Association of PD-L1 and HIF-1α Coexpression with Poor Prognosis in Hepatocellular Carcinoma.

OBJECTIVE: To investigate the correlation between the expression of PD-L1 and HIF-1α in hepatocellular carcinoma (HCC) tissue and further analyze the association with clinical parameters and the prognostic value of coexpression in HCC patients.
METHODS: We assessed the expression of PD-L1 and HIF-1α by immunohistochemistry in tumor tissue from 90 HCC patients who underwent curative hepatectomy. The results were validated in an independent cohort of additional 90 HCC patients.
RESULTS: PD-L1 and HIF-1α exhibited in tumor tissue high expression rates of 41.11% (37/90) and 43.33% (43/90), respectively, and their expressions were positively correlated (r = 0.563, P < .01). High expression of PD-L1 was significantly associated with low albumin levels (P < .05); high expression of HIF-1α was significantly correlated with high alpha-fetoprotein (AFP) levels and low albumin levels (P < .05); high expression of both PD-L1 and HIF-1α was also significantly associated with high AFP levels and low albumin levels (P < .05). High expression of PD-L1, HIF-1α, as well as both PD-L1 and HIF-1 α was respectively significantly associated with worse overall survival (OS) and disease-free survival (DFS) (P < .05).

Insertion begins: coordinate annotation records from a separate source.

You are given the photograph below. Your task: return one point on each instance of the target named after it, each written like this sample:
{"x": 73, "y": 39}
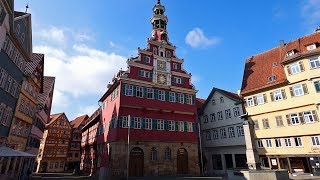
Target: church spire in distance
{"x": 159, "y": 23}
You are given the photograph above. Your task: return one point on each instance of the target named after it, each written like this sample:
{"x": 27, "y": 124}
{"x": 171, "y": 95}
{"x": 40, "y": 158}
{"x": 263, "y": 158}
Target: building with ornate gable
{"x": 155, "y": 99}
{"x": 281, "y": 88}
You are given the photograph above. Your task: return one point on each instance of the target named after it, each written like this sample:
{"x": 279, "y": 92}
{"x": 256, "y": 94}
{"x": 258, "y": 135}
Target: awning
{"x": 8, "y": 152}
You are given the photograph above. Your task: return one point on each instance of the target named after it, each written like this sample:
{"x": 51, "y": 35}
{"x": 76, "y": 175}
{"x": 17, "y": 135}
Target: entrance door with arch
{"x": 136, "y": 162}
{"x": 182, "y": 161}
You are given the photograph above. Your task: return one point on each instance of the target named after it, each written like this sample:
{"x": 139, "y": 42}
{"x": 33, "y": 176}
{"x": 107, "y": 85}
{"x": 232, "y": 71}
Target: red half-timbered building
{"x": 155, "y": 99}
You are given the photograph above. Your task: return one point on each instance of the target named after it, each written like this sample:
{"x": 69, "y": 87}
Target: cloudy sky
{"x": 86, "y": 42}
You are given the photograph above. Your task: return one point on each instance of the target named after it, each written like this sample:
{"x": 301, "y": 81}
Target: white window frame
{"x": 287, "y": 142}
{"x": 308, "y": 117}
{"x": 148, "y": 123}
{"x": 314, "y": 62}
{"x": 129, "y": 90}
{"x": 161, "y": 95}
{"x": 298, "y": 142}
{"x": 172, "y": 96}
{"x": 160, "y": 124}
{"x": 315, "y": 140}
{"x": 277, "y": 95}
{"x": 139, "y": 91}
{"x": 298, "y": 90}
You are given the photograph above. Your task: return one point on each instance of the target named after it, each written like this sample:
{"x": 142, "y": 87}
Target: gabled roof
{"x": 77, "y": 121}
{"x": 228, "y": 94}
{"x": 31, "y": 66}
{"x": 48, "y": 86}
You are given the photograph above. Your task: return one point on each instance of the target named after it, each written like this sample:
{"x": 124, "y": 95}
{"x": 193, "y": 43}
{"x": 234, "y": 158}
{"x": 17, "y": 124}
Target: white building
{"x": 222, "y": 132}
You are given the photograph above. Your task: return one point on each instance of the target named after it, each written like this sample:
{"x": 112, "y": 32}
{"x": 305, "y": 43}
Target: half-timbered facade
{"x": 53, "y": 151}
{"x": 152, "y": 103}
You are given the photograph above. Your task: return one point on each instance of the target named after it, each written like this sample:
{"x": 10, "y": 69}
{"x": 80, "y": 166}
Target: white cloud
{"x": 53, "y": 34}
{"x": 196, "y": 38}
{"x": 311, "y": 12}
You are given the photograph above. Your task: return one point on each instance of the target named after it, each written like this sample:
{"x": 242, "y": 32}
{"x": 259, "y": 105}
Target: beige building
{"x": 281, "y": 88}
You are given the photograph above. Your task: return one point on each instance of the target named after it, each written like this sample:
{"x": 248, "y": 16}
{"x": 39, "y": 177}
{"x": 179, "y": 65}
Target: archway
{"x": 136, "y": 162}
{"x": 182, "y": 161}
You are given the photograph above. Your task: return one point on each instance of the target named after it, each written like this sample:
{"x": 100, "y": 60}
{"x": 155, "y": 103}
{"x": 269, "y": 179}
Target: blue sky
{"x": 87, "y": 42}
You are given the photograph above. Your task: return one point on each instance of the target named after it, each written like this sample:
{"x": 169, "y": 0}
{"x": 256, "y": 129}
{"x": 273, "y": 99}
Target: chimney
{"x": 281, "y": 43}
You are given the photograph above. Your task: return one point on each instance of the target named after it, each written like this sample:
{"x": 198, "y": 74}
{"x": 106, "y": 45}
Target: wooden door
{"x": 136, "y": 162}
{"x": 182, "y": 161}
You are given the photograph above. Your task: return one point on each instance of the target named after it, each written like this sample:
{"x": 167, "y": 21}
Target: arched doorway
{"x": 136, "y": 162}
{"x": 182, "y": 161}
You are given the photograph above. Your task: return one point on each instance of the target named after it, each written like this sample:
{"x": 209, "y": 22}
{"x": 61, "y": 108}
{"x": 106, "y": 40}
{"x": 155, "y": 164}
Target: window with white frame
{"x": 294, "y": 119}
{"x": 260, "y": 99}
{"x": 215, "y": 134}
{"x": 172, "y": 97}
{"x": 124, "y": 121}
{"x": 287, "y": 142}
{"x": 212, "y": 117}
{"x": 278, "y": 142}
{"x": 137, "y": 122}
{"x": 269, "y": 143}
{"x": 259, "y": 143}
{"x": 277, "y": 95}
{"x": 223, "y": 133}
{"x": 220, "y": 117}
{"x": 160, "y": 124}
{"x": 208, "y": 135}
{"x": 129, "y": 90}
{"x": 295, "y": 68}
{"x": 250, "y": 101}
{"x": 231, "y": 132}
{"x": 150, "y": 93}
{"x": 308, "y": 117}
{"x": 181, "y": 126}
{"x": 180, "y": 98}
{"x": 148, "y": 123}
{"x": 228, "y": 113}
{"x": 236, "y": 111}
{"x": 139, "y": 91}
{"x": 161, "y": 96}
{"x": 298, "y": 141}
{"x": 314, "y": 62}
{"x": 315, "y": 140}
{"x": 240, "y": 131}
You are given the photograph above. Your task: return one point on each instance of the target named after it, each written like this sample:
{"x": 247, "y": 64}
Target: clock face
{"x": 161, "y": 79}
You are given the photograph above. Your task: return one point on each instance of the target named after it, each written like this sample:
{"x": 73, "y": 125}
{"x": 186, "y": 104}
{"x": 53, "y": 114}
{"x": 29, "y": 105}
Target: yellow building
{"x": 281, "y": 88}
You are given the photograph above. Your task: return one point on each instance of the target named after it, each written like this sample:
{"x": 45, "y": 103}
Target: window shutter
{"x": 166, "y": 95}
{"x": 123, "y": 89}
{"x": 301, "y": 66}
{"x": 289, "y": 70}
{"x": 315, "y": 116}
{"x": 185, "y": 126}
{"x": 291, "y": 92}
{"x": 265, "y": 98}
{"x": 305, "y": 89}
{"x": 288, "y": 120}
{"x": 301, "y": 118}
{"x": 283, "y": 92}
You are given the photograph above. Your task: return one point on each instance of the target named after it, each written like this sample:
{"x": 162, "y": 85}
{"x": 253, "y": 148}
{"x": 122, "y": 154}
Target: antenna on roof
{"x": 27, "y": 7}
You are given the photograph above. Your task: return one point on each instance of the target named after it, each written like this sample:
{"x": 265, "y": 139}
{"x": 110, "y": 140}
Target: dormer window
{"x": 290, "y": 53}
{"x": 272, "y": 78}
{"x": 311, "y": 47}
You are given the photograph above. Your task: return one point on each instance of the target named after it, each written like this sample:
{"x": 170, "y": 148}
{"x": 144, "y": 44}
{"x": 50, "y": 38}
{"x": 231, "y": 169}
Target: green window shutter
{"x": 154, "y": 124}
{"x": 123, "y": 89}
{"x": 134, "y": 90}
{"x": 185, "y": 126}
{"x": 166, "y": 95}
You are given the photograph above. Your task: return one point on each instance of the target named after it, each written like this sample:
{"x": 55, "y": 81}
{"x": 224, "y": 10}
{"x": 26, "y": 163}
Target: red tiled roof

Patients with co-overexpression of PD-L1 and HIF-1α had the worst prognosis compared with other groups. Additionally, multivariate Cox regression models suggested that high expression of PD-L1, HIF-1α, as well as both PD-L1 and HIF-1α was an independent prognostic factor for OS and DFS (P < .05). Furthermore, the positive correlation and prognostic values of PD-L1 and HIF-1α were validated in an independent data set.
CONCLUSION: We demonstrated that HCC patients with co-overexpression of PD-L1 and HIF-1α in tumor tissue had a significantly higher risk of recurrence or metastasis and death compared with others. Therefore, more frequent follow-up is needed for patients with co-overexpression of PD-L1 and HIF-1α. At the same time, a combinational therapy with HIF-1α inhibitors in conjunction with PD-L1 blockade may be beneficial for HCC patients with co-overexpression in the future.

Introduction

Hepatocellular carcinoma (HCC) remains one of the most frequently occurring and aggressive human malignancies worldwide [1]. Chronic hepatitis B virus and C virus infections, metabolic syndrome, and chronic alcohol consumption are major leading HCC etiologies [2]. Curative therapy for HCC, including surgical resection, ablation, and liver transplantation, is only suitable for 10% to 30% of all HCC patients [3]. Although considerable progress has been made in surgical techniques and molecular targeted treatment (e.g., with sorafenib), long-time outcome remains to be dismal. Frequent drug resistance, recurrence, and metastasis are the main obstacles to the current clinical management of HCC [4]. Accordingly, novel systemic therapies are required to improve the patients’ prognosis.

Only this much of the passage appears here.